Let $(X,\mu)$ be a measure space, and $(H_x)_{x \in X}$ is a "field" of Hilbert spaces, one can form the direct integral $\int^{\oplus} H_x d\mu(x)$ which is a Hilbert space as well.
When $(H_x)_x$ is constant equal to $H$, then this direct integral is (or should be, I haven't checked properly) isomorphic to $L^2(X,H)$.
My question is: if $\mu_1$ and $\mu_2$ are two measures on $X$, $(H^1_x)_x$ and $(H^2_x)_x$ are two fields of Hilbert spaces, how can one write the direct sum $\int^{\oplus} H^1_xd\mu_1(x) \oplus \int^{\oplus} H^2_xd\mu_2(x)$ in the form of a direct integral?
Context: If $\pi : \mathbb{R} \rightarrow U(H)$ is a unitary representation, then $H$ should decompose as a direct integral and $\pi$ should arise as the direct integral of a field of irreducible representations.
If $\pi$ is cyclic, then this just follows from the spectral theorem (or variants of it): for any norm $1$ vector $\xi$, the map $x \mapsto \langle \xi, \pi(x)\xi\rangle$ is the Fourier transform of a measure $\mu$ on $\mathbb{R}$ and the closed span of $\{\pi(x)\xi \ \vert \ x \in \mathbb{R}\}$ is isometrically isomorphic to $L^2(\mathbb{R},\mu)$ and each $\pi(x)$ corresponds to the pointwise multiplication by $\xi \mapsto e^{ix\xi}$.
However, of course, not every unitary representation has a cyclic vector, though one can always decompose it as a direct sum of cyclic subrepresentations (by applying Zorn's lemma on the ordered space of subrepresentations that are direct sums of cyclic subrepresentations). I am now helpless in "summing" all of these direct integrals.

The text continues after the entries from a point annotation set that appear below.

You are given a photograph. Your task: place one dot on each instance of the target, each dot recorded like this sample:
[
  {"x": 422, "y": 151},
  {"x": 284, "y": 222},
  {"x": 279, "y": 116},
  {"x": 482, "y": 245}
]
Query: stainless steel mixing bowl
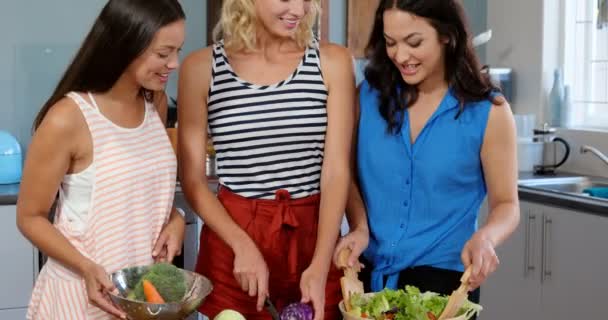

I also have a more general question: to my taste, direct integrals have the defect of not being very canonical (changing $\mu$ by another equivalent measure does not change the isomorphism class of the direct integral, for example); is there an alternative construction that is more canonical and is as useful as direct integrals?